Taking the man and all of the support equipment out of the inspection budget saves insurance costs, rig up and rig down time, and man power costs. More frequent and timely inspections may be performed at fractional costs by deploying a drone. One drone can survey hundreds of feet into the air and cover thousands of square feet in minutes. As the push to reduce costs gains momentum, more production and midstream companies have turned to the airborne eyes for help.

Maintenance is only part of the flying uses. A drone can quickly and easily provide real-time over view of an entire operation for security, emergency response or operations. The drone can be used to launch rescue efforts from platforms in “man overboard” situations and larger drones may even deploy lifesaving equipment.

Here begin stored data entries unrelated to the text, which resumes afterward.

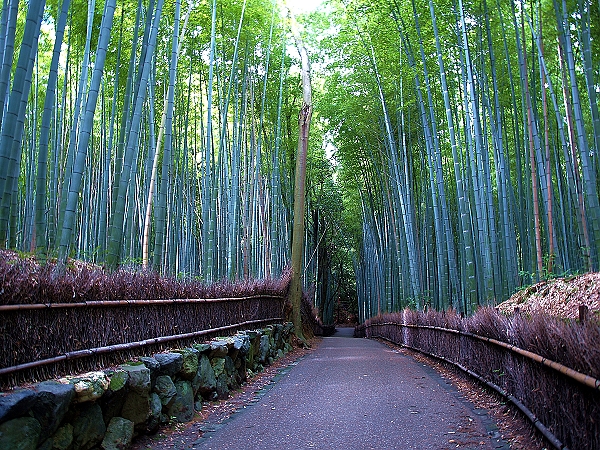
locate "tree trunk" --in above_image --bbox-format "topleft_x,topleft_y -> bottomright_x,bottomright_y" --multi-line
288,10 -> 312,342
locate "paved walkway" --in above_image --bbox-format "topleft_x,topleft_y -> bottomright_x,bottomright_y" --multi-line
193,328 -> 507,449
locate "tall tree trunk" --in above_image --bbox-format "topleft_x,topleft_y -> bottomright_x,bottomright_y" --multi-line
288,9 -> 312,341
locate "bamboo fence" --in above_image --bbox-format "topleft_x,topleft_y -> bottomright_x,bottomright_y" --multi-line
0,295 -> 285,388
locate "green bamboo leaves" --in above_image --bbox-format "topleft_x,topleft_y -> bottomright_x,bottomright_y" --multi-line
320,0 -> 600,317
0,0 -> 310,290
4,0 -> 598,323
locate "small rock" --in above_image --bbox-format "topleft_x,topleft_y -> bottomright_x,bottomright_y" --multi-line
154,353 -> 183,377
59,371 -> 109,403
154,375 -> 177,406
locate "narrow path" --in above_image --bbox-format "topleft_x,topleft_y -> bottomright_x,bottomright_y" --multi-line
188,328 -> 507,450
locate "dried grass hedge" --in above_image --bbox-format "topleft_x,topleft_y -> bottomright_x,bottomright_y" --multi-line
0,252 -> 289,304
0,254 -> 292,388
356,307 -> 600,450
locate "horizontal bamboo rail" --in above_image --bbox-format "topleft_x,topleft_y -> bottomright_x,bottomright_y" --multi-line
0,294 -> 285,311
367,322 -> 600,391
0,317 -> 282,377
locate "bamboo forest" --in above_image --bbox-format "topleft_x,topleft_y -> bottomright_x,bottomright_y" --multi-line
0,0 -> 599,324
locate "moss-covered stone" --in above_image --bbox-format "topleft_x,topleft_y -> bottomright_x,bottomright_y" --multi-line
0,417 -> 41,450
211,358 -> 226,378
59,371 -> 109,403
154,375 -> 176,407
196,355 -> 217,398
107,369 -> 129,392
146,393 -> 162,432
101,417 -> 134,450
174,348 -> 199,380
167,381 -> 194,423
72,402 -> 106,450
45,423 -> 73,450
120,390 -> 150,427
215,373 -> 229,399
258,335 -> 271,364
192,343 -> 211,353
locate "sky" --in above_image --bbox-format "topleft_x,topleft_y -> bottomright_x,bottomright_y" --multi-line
284,0 -> 324,15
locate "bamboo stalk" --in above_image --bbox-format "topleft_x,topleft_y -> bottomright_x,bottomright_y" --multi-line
0,318 -> 283,377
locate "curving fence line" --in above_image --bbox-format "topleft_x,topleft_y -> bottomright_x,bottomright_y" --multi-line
1,295 -> 286,389
356,320 -> 600,450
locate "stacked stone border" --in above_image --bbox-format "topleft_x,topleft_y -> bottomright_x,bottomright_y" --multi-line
0,322 -> 294,450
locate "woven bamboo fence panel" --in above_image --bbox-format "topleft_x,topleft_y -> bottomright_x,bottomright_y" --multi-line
0,295 -> 285,388
357,318 -> 599,450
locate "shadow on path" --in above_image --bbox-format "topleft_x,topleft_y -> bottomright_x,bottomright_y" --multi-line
190,327 -> 508,449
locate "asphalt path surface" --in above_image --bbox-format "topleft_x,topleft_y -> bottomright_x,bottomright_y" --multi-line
193,328 -> 508,449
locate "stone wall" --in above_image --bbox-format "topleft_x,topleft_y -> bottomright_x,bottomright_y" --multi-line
0,323 -> 294,450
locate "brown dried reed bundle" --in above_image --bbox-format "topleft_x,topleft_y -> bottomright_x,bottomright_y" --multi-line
0,252 -> 291,306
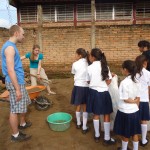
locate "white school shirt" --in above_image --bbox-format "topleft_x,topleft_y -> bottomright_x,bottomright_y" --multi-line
118,76 -> 141,114
86,61 -> 112,92
136,68 -> 150,102
71,58 -> 89,87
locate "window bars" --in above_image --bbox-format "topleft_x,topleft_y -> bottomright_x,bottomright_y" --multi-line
43,5 -> 74,22
19,2 -> 150,23
20,6 -> 37,23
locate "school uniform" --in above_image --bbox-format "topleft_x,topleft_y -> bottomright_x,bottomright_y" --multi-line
114,76 -> 141,138
86,61 -> 113,115
71,58 -> 89,105
136,68 -> 150,121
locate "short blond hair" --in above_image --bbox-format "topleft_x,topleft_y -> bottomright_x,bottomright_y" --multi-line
9,25 -> 21,36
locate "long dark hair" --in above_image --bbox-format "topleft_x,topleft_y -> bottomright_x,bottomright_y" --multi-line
76,48 -> 90,65
122,60 -> 137,82
135,55 -> 147,75
91,48 -> 109,80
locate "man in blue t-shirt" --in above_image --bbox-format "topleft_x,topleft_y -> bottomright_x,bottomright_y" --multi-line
1,25 -> 31,142
138,40 -> 150,71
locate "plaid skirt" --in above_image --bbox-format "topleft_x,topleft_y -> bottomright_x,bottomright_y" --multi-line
6,82 -> 31,113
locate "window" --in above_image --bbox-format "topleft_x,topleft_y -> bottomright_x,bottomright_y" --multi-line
42,4 -> 74,22
43,5 -> 55,21
96,3 -> 112,20
77,4 -> 91,21
19,2 -> 150,24
96,3 -> 132,20
57,5 -> 74,21
20,6 -> 37,22
136,2 -> 150,19
114,3 -> 132,20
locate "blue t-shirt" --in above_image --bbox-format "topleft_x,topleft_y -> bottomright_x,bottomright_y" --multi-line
1,41 -> 25,84
25,52 -> 43,68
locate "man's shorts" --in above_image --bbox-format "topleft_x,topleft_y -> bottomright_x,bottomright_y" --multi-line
6,82 -> 31,113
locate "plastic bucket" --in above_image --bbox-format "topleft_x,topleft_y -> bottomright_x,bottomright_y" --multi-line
47,112 -> 72,131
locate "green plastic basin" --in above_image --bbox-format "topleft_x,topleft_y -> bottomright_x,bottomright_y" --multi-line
47,112 -> 72,131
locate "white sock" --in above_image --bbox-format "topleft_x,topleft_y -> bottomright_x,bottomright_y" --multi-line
76,112 -> 81,125
93,119 -> 100,137
20,122 -> 26,127
122,140 -> 128,150
82,112 -> 88,130
133,141 -> 139,150
141,124 -> 148,144
104,122 -> 110,140
12,132 -> 19,138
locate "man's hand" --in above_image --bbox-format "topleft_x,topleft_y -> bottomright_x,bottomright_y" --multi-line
16,89 -> 22,101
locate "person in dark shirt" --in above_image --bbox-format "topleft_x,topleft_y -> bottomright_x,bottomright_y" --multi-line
138,40 -> 150,71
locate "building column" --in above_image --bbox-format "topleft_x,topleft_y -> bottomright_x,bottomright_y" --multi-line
91,0 -> 96,49
37,5 -> 43,52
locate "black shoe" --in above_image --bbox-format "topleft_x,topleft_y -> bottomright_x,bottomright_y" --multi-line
139,139 -> 149,147
11,131 -> 32,142
76,124 -> 82,129
82,127 -> 90,134
103,138 -> 116,146
18,122 -> 32,130
94,136 -> 100,143
117,147 -> 131,150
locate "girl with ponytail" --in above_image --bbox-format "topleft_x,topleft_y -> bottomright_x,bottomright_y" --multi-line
71,48 -> 90,134
114,60 -> 141,150
135,55 -> 150,147
86,48 -> 116,145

Security surveys form altitude can detect problems early for quick action. Special optics can provide information to operations decisions and allocations.

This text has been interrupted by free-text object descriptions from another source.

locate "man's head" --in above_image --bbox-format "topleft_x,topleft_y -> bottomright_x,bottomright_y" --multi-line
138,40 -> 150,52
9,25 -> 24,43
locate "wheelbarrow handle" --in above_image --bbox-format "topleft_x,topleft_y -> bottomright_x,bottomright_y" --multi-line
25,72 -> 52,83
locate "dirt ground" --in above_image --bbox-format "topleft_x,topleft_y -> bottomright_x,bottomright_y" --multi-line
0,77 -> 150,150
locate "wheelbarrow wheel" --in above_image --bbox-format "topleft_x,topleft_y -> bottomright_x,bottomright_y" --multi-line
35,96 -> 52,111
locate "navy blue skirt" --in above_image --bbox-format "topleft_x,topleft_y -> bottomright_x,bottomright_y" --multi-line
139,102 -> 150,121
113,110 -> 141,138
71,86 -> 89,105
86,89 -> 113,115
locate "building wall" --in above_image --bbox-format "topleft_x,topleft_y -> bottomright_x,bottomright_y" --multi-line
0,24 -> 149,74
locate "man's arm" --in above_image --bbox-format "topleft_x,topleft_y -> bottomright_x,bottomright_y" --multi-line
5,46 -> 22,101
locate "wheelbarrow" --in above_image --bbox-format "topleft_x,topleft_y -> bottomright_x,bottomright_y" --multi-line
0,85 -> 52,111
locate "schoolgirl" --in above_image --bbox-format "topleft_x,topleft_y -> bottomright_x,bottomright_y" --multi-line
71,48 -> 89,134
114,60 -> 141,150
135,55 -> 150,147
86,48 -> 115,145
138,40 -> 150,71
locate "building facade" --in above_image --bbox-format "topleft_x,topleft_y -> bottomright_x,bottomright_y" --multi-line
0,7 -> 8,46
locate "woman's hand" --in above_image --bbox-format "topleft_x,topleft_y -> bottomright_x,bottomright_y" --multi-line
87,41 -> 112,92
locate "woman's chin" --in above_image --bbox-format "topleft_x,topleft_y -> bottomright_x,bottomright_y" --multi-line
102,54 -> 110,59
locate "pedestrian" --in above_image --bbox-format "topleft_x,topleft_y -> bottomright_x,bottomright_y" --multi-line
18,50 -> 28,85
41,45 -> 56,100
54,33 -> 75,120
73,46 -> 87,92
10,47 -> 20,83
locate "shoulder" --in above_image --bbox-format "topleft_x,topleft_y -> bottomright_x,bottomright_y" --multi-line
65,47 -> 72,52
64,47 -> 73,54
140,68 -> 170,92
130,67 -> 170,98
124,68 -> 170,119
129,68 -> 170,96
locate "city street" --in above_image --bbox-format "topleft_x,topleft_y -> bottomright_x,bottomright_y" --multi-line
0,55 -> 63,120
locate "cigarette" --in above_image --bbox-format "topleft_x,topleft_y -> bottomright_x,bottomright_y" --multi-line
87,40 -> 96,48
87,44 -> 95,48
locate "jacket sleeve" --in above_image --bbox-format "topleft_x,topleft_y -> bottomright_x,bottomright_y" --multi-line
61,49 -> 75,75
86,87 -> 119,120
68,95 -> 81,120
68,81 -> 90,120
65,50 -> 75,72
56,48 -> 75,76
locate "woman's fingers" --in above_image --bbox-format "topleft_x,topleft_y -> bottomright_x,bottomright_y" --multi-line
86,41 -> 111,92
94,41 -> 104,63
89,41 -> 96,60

Implementation costs are low for an industry that spends millions of dollars to produce a well.  Regulation may be the obstacle. Federal rules require drone operators to meet special licensing and training requirements, and they must keep aircraft within line-of-sight and below 400 feet in altitude.

Easing of the flight restrictions will open more jobs to drones. Farther ranging surveys, larger payloads and automated flights over remote assets like pipelines or storage batteries are all tasks ready for drone implementation. The future is flying high for service drones.